The court said the National Labor Relations Board (NLRB) overstepped its authority when it mandated that businesses place notices in the workplace and on their company websites informing employees of their right to unionize. Businesses that failed to comply would have faced charges of promoting “unfair labor practices.”
The NLRB’s last recourse to save the poster rule is now an appeal to the Supreme Court. There is a separate appellate case on the issue pending before a federal court in South Carolina, and the NLRB said it is awaiting that decision.
Industry groups, which quickly challenged the rule after it was issued, cheered the ruling. Jay Timmons, the president and chief executive of the National Association of Manufacturers, pledged to remain vigilant against the “rogue” NLRB.
“The poster rule is a prime example of a government agency that seeks to fundamentally change the way employers and employees communicate,” Timmons said in a statement. “The ultimate result of the NLRB’s intrusion would be to create hostile work environments where none exist.”
{mosads}Judge A. Raymond Randolph, who wrote the decision for the U.S. Court of Appeals for the District of Columbia, suggested the rule was a clear violation of free speech rights because the government “selected the message and ordered its citizens to convey that message.”
Freedom of speech, Randolph wrote, “includes both the right to speak freely and the right to refrain from speaking at all.”
The court did not rule on whether the union poster regulations were constitutional, deciding only that the NLRB exceeded its legal mandate.
The nation’s largest labor federation slammed the decision. AFL-CIO
President Richard Trumka said recent decisions by Republican-appointed
judges on the district court are “wreak[ing] havoc on workers’ rights.”
“This
is absurd: when workers know their rights, the laws work as intended,”
Trumka said in a statement. “The court’s twisted logic finds that ‘freedom of speech’ precludes the government from requiring employers to
provide certain information to employees.”
Trumka said the court ruling suggests employers should also be freed from requirements to display posters about “wage and hour rights, health and safety and discrimination laws, even emergency escape routes.”
In its court arguments, the NLRB said that the posters were necessary because “unions now represent only a small percentage of the private workforce, by the latest count just 7.3 percent.” Further, “Immigrants make up an increasing proportion of the nation’s work force and are unlikely to be familiar with their workplace rights.”
Young adults and high school students, the NLRB argued, are also not likely to be “familiar with labor laws.”
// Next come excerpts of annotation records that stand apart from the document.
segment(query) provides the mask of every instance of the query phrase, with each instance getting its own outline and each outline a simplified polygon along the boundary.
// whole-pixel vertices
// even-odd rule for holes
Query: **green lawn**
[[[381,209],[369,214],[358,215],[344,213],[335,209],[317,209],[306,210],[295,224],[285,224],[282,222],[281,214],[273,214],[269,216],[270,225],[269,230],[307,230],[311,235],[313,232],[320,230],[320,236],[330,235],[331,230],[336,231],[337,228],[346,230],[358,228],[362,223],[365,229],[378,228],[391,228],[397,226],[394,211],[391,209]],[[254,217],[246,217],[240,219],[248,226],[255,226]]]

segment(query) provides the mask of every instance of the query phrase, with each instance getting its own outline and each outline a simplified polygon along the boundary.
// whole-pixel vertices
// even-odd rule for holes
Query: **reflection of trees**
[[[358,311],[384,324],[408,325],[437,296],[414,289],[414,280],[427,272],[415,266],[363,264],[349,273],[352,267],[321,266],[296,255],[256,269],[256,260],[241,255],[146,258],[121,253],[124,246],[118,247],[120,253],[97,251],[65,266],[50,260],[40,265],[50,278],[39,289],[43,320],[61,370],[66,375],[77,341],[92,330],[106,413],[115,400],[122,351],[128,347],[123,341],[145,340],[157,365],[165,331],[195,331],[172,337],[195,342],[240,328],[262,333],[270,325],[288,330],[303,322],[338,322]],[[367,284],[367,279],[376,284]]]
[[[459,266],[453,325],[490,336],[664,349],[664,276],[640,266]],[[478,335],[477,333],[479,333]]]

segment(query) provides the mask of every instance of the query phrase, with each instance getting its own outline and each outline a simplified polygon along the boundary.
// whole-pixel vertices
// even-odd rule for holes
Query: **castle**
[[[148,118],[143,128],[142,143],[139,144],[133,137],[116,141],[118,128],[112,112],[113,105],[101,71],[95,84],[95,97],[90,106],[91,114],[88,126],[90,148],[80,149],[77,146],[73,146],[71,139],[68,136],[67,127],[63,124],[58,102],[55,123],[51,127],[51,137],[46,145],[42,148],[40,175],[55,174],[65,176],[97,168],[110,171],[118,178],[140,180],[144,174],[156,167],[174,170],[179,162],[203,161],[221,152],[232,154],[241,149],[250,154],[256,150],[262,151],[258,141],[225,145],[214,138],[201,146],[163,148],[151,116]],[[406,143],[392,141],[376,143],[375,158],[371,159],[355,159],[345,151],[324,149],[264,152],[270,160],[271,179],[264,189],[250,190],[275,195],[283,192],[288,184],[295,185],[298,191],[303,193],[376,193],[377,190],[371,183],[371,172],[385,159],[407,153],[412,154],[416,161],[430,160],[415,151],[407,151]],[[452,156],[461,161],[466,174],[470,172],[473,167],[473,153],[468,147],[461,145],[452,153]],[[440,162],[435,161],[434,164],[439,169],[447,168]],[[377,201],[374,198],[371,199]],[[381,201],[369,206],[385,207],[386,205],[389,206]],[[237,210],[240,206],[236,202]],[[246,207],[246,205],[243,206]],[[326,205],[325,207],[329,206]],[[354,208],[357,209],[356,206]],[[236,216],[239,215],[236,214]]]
The informational posters were mandated to be at least 11-inches by 17-inches and have text crafted by the NLRB, which explained unionizing rights and an employee’s rights under the National Labor Relations Act.
Business groups argue the NLRB has favored unions under President Obama’s administration and pointed to the poster rule as one of the most egregious examples.
“Today’s decision is a monumental victory for small-business owners across this country who have been subject to the illegal actions of a labor board that has consistently failed to act as a neutral arbiter, as the law contemplates,” Karen Harned, executive director of National Federation of Independent Business’s Small Business Legal Center, said in a statement.
The advocacy group National Right to Work called the NLRB’s poster rule an “outrageous effort to transform itself into a taxpayer-funded arm of union organizing.”
This is the second major court defeat for the NLRB in recent weeks. The same appeals court ruled in January that Obama’s recess appointments to the board were illegal and therefore invalid. The independent agency is tasked with prosecuting unfair labor practices and conducting union elections.
“Stopping the NLRB’s burdensome agenda of placing itself into manufacturers’ day-to-day business operations is essential to preventing further government-inflicted damage to employee relations in the United States,” Timmons said.
— This story was updated at 2:42 p.m. and 3:30 p.m.